Why does my topology textbook (Munkres) define positive integers as the intersection of all inductive subsets of the reals?

Question

This is how the topology textbook I'm reading (Munkres) defines integers:

A subset of the real numbers is "inductive" if it contains 1 and $1+x$ for all $x$ in the subset. The intersection of all inductive subsets of the reals is the set of positive integers.
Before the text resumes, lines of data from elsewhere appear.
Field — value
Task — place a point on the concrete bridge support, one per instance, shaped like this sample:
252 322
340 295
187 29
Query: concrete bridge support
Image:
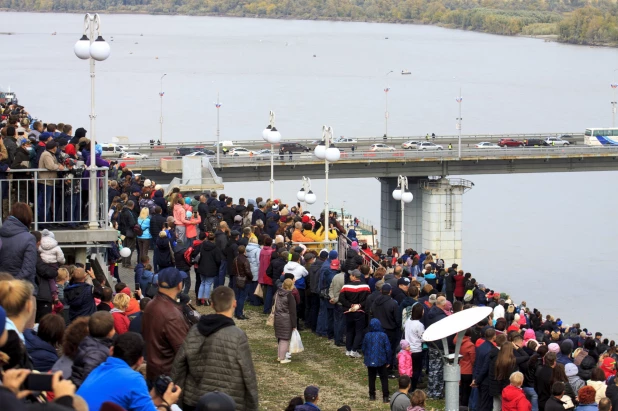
433 221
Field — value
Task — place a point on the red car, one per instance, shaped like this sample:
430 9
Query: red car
509 142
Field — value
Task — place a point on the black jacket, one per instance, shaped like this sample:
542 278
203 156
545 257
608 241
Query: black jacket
44 273
210 260
126 221
385 309
156 224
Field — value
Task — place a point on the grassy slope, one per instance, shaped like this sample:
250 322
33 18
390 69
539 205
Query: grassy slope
341 380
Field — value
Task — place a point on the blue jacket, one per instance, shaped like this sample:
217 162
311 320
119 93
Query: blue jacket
18 252
43 354
376 347
145 225
116 382
480 372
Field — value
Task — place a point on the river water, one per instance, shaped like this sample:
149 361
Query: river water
547 238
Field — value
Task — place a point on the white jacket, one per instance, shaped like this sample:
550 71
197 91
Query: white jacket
49 250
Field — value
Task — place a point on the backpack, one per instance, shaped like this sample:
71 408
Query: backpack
406 315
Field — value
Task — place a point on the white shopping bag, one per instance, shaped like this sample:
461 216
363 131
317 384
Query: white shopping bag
296 344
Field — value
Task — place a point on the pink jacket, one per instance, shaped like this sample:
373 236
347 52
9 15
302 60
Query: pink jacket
405 362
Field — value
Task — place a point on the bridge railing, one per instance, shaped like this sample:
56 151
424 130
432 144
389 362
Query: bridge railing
57 200
311 142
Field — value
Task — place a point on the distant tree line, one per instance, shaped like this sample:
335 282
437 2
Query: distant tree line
572 21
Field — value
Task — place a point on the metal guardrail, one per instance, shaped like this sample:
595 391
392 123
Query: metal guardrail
55 200
310 142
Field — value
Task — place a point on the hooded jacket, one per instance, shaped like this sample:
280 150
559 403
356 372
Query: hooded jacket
376 347
90 354
42 353
49 250
18 252
210 260
213 345
514 399
80 300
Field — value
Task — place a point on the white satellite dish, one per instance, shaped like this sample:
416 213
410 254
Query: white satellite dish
455 323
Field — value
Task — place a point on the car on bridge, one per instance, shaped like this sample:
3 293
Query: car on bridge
133 156
409 145
240 151
428 145
510 142
486 144
535 142
556 141
381 147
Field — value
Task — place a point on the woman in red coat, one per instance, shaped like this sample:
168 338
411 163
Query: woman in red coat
459 285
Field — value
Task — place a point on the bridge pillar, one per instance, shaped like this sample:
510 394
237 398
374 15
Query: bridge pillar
433 221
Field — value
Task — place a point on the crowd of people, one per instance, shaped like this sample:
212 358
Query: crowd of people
71 338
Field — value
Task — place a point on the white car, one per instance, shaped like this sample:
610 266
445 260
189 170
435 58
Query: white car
409 145
381 147
556 141
343 140
486 144
133 156
240 151
428 145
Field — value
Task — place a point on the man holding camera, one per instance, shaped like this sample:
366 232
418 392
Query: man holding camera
116 380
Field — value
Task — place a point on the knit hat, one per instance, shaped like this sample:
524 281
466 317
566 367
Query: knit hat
571 369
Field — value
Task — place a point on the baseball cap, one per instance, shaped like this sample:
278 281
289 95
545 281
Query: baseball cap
169 277
311 393
215 401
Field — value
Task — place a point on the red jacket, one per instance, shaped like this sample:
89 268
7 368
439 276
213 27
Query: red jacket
121 322
459 285
514 399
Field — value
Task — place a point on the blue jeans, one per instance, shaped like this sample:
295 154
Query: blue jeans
339 324
268 298
532 397
205 287
241 296
325 319
220 279
44 202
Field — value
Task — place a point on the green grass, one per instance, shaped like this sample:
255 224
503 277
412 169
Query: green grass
342 380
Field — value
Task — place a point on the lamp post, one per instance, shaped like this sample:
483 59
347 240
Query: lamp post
218 105
272 135
89 48
459 100
325 152
161 116
305 194
400 194
614 85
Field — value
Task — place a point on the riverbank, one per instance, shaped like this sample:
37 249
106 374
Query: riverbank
521 19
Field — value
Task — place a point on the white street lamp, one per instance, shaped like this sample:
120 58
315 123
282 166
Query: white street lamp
400 194
273 136
161 93
87 47
325 152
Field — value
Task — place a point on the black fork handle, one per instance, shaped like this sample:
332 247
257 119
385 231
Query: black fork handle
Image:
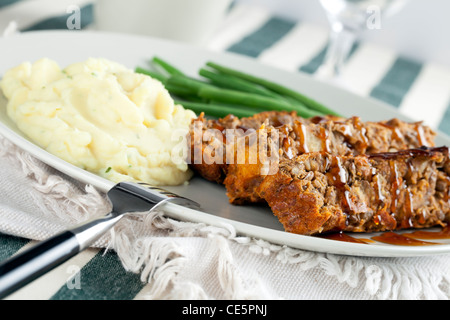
27 266
36 261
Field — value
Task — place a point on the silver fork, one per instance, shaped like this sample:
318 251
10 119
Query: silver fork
125 197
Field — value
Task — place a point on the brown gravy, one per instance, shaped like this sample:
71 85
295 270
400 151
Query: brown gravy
414 238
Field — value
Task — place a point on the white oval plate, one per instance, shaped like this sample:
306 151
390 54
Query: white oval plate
67 47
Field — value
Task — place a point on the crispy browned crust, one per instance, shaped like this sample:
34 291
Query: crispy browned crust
386 188
334 136
317 192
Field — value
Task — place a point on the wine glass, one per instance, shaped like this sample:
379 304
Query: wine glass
347 19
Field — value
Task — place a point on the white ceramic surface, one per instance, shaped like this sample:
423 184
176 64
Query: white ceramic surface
68 47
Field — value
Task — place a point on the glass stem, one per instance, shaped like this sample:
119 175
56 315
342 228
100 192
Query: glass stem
341 42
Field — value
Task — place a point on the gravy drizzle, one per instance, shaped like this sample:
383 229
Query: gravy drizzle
414 238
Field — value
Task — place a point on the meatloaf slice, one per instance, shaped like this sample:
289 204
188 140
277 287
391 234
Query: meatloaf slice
318 192
332 135
206 164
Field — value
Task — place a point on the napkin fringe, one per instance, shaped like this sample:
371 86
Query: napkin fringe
160 263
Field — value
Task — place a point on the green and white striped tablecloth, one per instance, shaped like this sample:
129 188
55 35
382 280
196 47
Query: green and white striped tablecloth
419 89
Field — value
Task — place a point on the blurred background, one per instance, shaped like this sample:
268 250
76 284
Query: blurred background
421 30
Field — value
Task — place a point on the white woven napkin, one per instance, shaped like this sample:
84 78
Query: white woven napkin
194 261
Why take this route involving the intersection of so many sets? I could define the positive integers given reals as $1$ along with any sum of positive integers and get the same set much more easily.

Answer 1

You appear to be asking why we can't simply define $\mathbb N$ as an inductive set, i.e. a subset of $\mathbb R$ satisfying the following two axioms:

1. $1\in\mathbb N$
2. $(\forall x)(x\in\mathbb N\to x+1\in\mathbb N)$

The issue is that there are many sets which satisfy these two axioms. While the usual natural numbers are indeed an inductive set, so is:

• The set of positive real numbers.
• The set of positive real numbers unequal to $1/2$.
• The real numbers themselves!

Therefore, we need to add a third axiom to make our definition of $\mathbb N$ workable. One possibility, which is very similar in spirit to Munkres' definition, is the following:

3. $\mathbb N$ is the "smallest" set satisfying (1) and (2), i.e. if $X\subseteq\mathbb R$ is inductive, then $\mathbb N\subseteq X$.
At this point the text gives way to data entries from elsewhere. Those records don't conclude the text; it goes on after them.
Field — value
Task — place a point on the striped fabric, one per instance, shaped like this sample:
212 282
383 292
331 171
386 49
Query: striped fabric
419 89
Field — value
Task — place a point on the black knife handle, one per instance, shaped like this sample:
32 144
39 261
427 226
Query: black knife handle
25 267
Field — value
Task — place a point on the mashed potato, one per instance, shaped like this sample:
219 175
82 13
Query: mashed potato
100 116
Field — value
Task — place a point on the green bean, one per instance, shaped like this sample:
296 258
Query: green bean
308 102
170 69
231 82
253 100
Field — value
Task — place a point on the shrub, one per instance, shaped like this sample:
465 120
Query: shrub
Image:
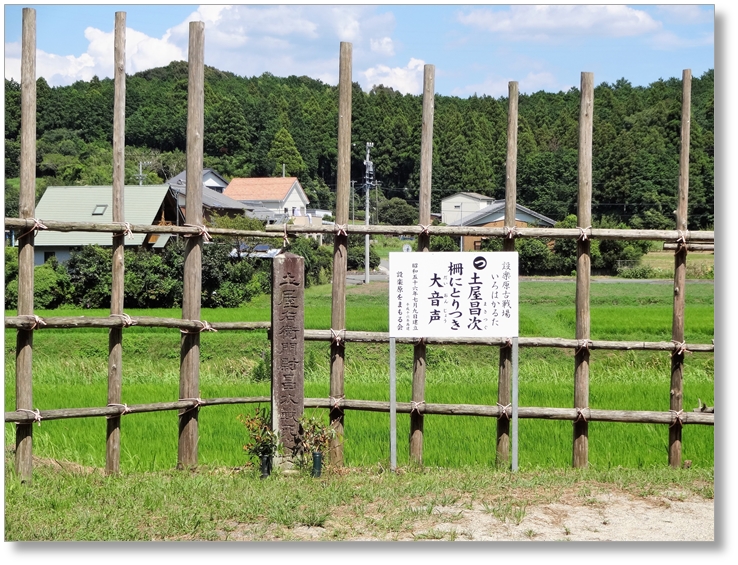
263 440
51 287
318 259
639 272
442 243
149 281
90 272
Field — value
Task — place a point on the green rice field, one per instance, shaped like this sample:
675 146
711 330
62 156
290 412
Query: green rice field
70 370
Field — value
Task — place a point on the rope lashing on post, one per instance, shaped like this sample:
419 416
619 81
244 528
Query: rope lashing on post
127 231
336 337
583 344
416 406
202 231
37 225
582 233
126 410
681 241
37 322
204 327
679 348
677 418
36 414
127 320
198 402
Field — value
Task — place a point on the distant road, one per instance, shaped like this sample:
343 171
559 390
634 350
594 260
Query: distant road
357 277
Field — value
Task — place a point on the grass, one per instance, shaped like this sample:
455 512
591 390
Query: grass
70 370
74 504
700 264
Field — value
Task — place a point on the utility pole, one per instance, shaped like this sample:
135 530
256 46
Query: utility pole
368 178
140 176
352 201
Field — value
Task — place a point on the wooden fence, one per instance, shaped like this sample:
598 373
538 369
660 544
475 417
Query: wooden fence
189 403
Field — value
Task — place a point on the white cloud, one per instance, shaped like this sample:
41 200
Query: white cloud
244 39
383 46
408 79
668 41
499 86
543 23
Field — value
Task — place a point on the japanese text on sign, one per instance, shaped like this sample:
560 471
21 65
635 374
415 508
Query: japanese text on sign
458 294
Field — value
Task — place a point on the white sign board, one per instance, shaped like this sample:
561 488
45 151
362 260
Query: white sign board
454 294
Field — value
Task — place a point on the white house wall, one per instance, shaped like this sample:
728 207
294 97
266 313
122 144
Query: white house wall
296 201
467 206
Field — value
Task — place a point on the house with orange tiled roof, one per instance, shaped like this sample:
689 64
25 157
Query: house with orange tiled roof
282 195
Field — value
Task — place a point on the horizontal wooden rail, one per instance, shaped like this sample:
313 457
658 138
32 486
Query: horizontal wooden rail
690 246
73 322
538 413
550 233
278 230
120 410
589 414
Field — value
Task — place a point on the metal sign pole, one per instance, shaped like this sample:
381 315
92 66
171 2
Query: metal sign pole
393 407
515 405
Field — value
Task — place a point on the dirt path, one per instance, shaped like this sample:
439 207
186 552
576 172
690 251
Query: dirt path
608 515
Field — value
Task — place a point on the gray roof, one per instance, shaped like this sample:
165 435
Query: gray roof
213 199
77 203
474 195
497 205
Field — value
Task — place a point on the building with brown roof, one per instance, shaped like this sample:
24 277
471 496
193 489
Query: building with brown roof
282 195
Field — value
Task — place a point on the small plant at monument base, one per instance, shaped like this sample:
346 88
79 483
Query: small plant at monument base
264 443
315 438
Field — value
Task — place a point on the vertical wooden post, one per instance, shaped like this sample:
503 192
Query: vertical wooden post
680 277
115 337
504 393
584 221
426 168
340 246
26 209
189 375
288 348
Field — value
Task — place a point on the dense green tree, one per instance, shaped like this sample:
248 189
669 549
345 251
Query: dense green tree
635 140
283 152
397 212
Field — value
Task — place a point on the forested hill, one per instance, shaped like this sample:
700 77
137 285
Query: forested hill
254 125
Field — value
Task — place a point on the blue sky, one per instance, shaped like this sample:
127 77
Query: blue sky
475 48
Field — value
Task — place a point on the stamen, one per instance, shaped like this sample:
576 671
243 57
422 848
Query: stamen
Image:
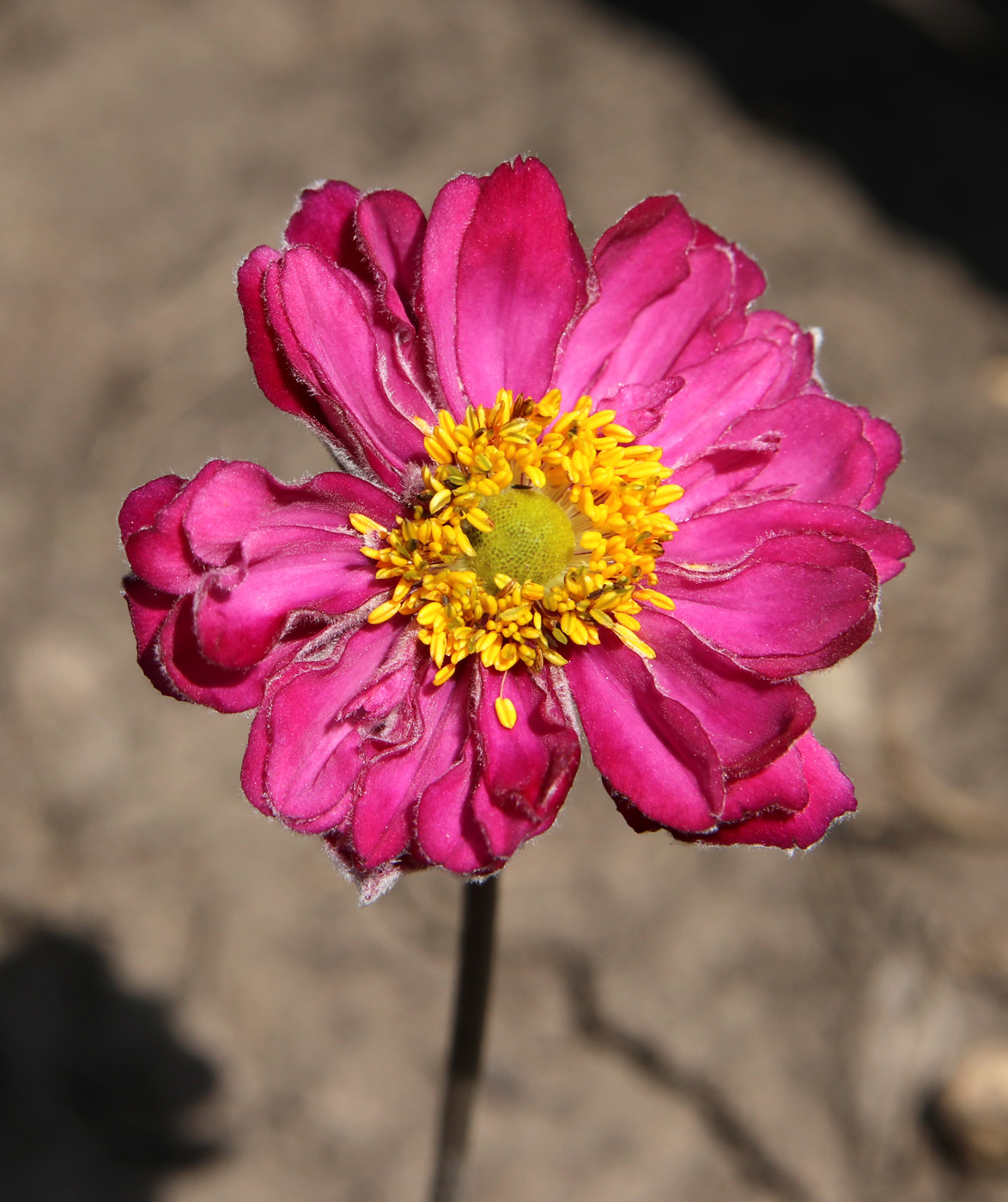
569 507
However, we might find it difficult to rigorously prove that there is a subset $\mathbb N$ of $\mathbb R$ which satisfies these three axioms. To get around this issue, we could instead use Munkres' definition of $\mathbb N$ as the intersection of all inductive sets, before proving that $1\in \mathbb N$ and $(\forall x)(x\in\mathbb N\to x+1\in\mathbb N)$. Then, it immediately follows from the definition of intersections that $\mathbb N$ satisfies (3).

This is in fact exercise 25 of chapter 2 of Spivak's Calculus (4th edition), page 34.